Норбер Моони внимательно следил за каждым малейшим движением неприятеля с помощью подзорной трубы и через час заметил, что отряд вдруг остановился. Небольшая кучка всадников отделилась от него и с белым парламентерским флагом двинулась к пику Тэбали. Этот маленький отряд всадников был встречен Виржилем и под его предводительством двинулся вверх в гору по дороге, ведущей к обсерватории. Вскоре можно уже было различать невооруженным глазом черномазые лица нежданных гостей. Они вихрем понеслись в гору на своих смелых маленьких конях, гривы которых по своей длине почти не уступали длине хвостов. При въезде на верхнюю площадку вся эта группа всадников придержала коней и остановилась как вкопанная, и только один начальник их, в сопровождении трубача, поднялся на площадку и был введен в круглую залу, где находились Норбер Моони, доктор Бриэ и сэр. Буцефал Когхилль.

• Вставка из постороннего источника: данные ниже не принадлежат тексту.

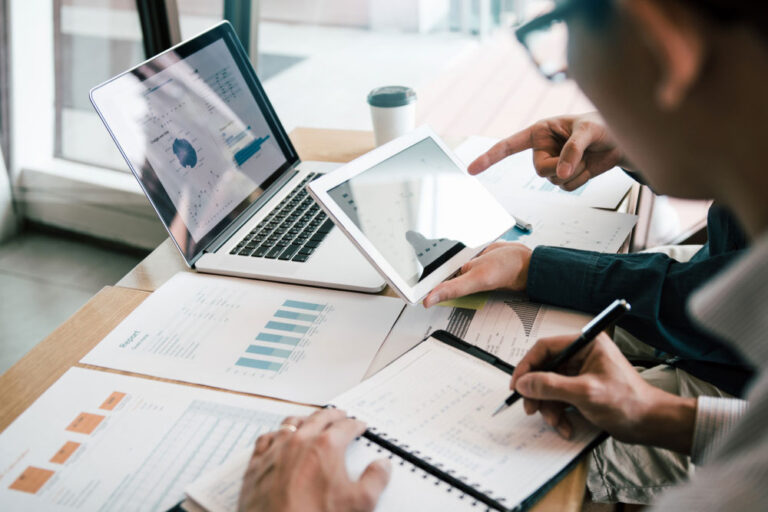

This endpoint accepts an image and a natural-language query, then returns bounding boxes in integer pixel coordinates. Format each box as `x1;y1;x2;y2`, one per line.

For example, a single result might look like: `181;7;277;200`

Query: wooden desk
0;129;587;512
0;286;586;512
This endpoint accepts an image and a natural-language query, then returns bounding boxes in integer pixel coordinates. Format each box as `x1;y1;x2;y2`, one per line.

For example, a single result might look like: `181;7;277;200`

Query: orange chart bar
99;391;125;411
51;441;80;464
10;466;54;494
67;412;105;434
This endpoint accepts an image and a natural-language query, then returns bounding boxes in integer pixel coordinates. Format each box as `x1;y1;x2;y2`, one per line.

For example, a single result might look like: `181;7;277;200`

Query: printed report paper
0;368;313;511
366;291;591;377
82;272;403;404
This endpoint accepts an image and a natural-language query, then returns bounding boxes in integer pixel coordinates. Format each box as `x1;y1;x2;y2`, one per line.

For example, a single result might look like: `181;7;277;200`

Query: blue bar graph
283;300;325;311
256;332;301;347
235;357;283;372
275;309;317;322
266;320;309;334
245;345;291;357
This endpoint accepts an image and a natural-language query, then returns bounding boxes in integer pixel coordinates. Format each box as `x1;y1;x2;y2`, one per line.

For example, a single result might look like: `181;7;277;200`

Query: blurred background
0;0;707;372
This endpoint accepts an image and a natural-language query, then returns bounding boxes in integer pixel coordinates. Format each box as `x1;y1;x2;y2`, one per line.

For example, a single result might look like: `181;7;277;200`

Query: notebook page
185;438;482;512
333;339;598;508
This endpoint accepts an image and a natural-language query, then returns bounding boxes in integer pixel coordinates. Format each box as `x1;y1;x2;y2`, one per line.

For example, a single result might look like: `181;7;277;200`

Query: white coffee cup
368;85;416;146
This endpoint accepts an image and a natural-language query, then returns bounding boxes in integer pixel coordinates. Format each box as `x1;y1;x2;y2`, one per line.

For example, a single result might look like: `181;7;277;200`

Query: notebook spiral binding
362;427;508;512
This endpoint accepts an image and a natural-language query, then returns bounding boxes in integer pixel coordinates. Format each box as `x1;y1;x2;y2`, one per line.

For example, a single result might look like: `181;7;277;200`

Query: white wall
0;149;17;243
260;0;451;33
369;0;451;33
259;0;368;27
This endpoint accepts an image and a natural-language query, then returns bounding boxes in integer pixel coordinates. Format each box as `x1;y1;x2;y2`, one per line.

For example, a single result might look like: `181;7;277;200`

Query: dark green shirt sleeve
526;206;751;394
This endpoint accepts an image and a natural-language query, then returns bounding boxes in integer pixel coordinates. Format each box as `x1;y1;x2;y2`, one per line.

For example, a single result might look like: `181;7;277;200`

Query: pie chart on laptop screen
173;139;197;168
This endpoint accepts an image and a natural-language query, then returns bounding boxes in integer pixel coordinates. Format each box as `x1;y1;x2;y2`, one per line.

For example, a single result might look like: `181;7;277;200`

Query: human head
566;0;768;234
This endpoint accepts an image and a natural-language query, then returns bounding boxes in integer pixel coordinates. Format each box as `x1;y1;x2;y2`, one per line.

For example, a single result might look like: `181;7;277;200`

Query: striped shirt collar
688;233;768;369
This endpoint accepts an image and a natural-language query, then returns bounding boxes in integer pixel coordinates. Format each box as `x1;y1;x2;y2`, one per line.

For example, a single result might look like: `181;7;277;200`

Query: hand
510;333;696;453
424;242;532;308
238;409;390;512
469;112;628;191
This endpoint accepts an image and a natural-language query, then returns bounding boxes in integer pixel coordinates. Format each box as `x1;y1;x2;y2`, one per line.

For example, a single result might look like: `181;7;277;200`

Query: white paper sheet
456;136;634;211
185;438;478;512
340;339;598;508
82;272;403;404
501;198;637;253
0;368;313;511
366;292;591;378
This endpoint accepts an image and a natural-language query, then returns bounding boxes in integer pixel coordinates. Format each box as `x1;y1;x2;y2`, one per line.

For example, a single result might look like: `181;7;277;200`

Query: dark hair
683;0;768;38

Чернокожий офицер был одет довольно богато. Сабля, висевшая у него на поясе, была покрыта чеканкой самой тонкой работы, а белый тюрбан украшал блестящий эгрет, усыпанный драгоценными камнями.

Норбер Моони, встав со своего места, сделал несколько шагов навстречу восточному воину и, приветствовав его, попросил изложить, в чем именно заключается его поручение.

— Ты здесь начальник? — спросил его чернокожий, очевидно удивленный тем, что не видел на молодом ученом никаких особых знаков отличия, по которым ему можно было бы признать его за старшего или за начальника.

— Да, я здесь начальник! — с достоинством ответил молодой человек. — Кто посылает тебя ко мне?

— Я послан к тебе, — торжественно начал араб, выпрямляясь во весь рост и придав своему лицу чрезвычайную важность и горделивость, — от имени святого пророка, великого, могучего и всесильного господина Махди!…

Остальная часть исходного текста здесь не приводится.